# Toughest Job



## davidayash (Aug 26, 2011)

i started my career early at 18 but the people i worked for stuffed me around. So 12 years later i have come back to give it another sot and start all over, It's never too late to start something you love. Deep down i love the fast pace environment but, having no water or food for so many hours a day is too much on the brain too function properly.

So here's the deal i'm working a a very tough but busy restaurant on the beach of Sydney and i am going to the best culinary school. Problem is is i am not as fast as the other students, i am running like a headless chicken, most probably because of all the information i have to absorb and do multiple things at once. 

I just landed another sarge meaning free work one day a week with another top restaurant it's showing my commitment to becoming a professional chef. 

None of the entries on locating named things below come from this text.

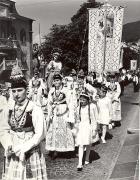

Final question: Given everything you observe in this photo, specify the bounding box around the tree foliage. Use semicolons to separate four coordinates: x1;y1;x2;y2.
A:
41;0;101;74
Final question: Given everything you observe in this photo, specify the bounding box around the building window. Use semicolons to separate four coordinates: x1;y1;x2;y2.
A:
20;29;26;45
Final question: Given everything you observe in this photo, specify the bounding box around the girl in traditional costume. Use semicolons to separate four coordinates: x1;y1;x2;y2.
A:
0;66;47;180
46;48;62;89
97;85;112;143
106;74;121;126
29;69;45;106
46;74;75;159
76;92;98;171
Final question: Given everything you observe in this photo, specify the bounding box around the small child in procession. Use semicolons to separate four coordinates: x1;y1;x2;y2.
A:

The only problem i have is in summer time the main restaurant i work at will be doing 250 covers at lunch and 300 at night in summer time. 

They own a two hatted restaurant and my goal is to work in that restaurant because i feel it's probably slower to bringing out the food but on the other hand i also want to prove myself to the people i am working with now. 

Can anyone help me i need some professional advice on what i should do. 

Should i stay with this restaurant or should i find another place to go. 

The question is if you had this opportunity working with some great chefs what would you do. 

Would you rather focus on your health or push through the agony, pain and stress to prove to yourself you can really cut it out with the big leagues.


----------



## jedimind (Jul 9, 2011)

talk to the owners about your skills, strengths and weaknesses and let them help you with your short term goals that will help build longer term goals.

also you describe your action as running around, head cutoff... i never do that at work no matter how much chaos is happening around me. rushing never works out, it leads to mistakes which leads to reifires which slows you down more than if you just take your time and work methodically.

slow is smooth

smooth is fast.

get to work early, pack yourself lunches (peanut butter is high calorie, cheap, stays good on bread in your backpack all day) and drink water like it's going out of style. ask for help, keep a detailed notebook and never go faster than you think you should....practice doing it right, speed comes with time and good technique.

and above all:

have fun! cookings fun otherwise i wouldn't go through all the stress, heat, and bullshit year after year


----------



## davidayash (Aug 26, 2011)

Appreciate the replies, this is probably the real test for me now, i have been late a few times at work, and now there giving me one final chance, just to make it on time, that's all, my work is fine but i might be a bit slower then the experienced guys as i am only a first year. 

Let's see if i can pass this, and i have looked into moving closer as i travel 1 hour to and from work. I have my first exam at culinary college next monday and i did a practice run, my cuts were fine, it took some time to get through them, it's because i get nervous with the knife im using, im thinking of taking my mums global chef's knife to the exam.

All i can say is if i can not pass the first exam of college then what's the point of continuing on, i am not sure if anyone else has experienced this before. And i have been upset that i couldnt prepare a meal for my family, goes to show my understanding of cooking methods are not all there.

i am a perfectionist and the most little of things will get to me, that's just how i am and it is because i care about the food, taste, flavour and end product i produce to my family, staff and diner's who come and eat at the restaurant or college teacher... 

i know its my first year and i'm only 3 months into it, but sometimes i just want to give it all up, the lack of sleep i get, the long hours, no breaks at times no food, water etc... 

the sous chef said it can be rewarding and exciting for you, but how can it be if i am already experiencing the downfalls of this industry..


----------



## fts93 (Sep 1, 2011)

I started my "career" in new job about 2-3weeks ago too. And yes i`m little bit slower than more experienced chefs in our restaurant, but i just try to push faster and faster every shift i get. And if i`m slow to do some thing and i noticed it myself, i just ask "is the some way, that i can make this little bit faster" and usually my workmates show me some faster technique.

And i know what u mean, when u say you are perfectionist, so am i and i hate when i dont get success some thing, even i`m doing that thing first time in my life... I just want to get everything be best! Good luck for u!


----------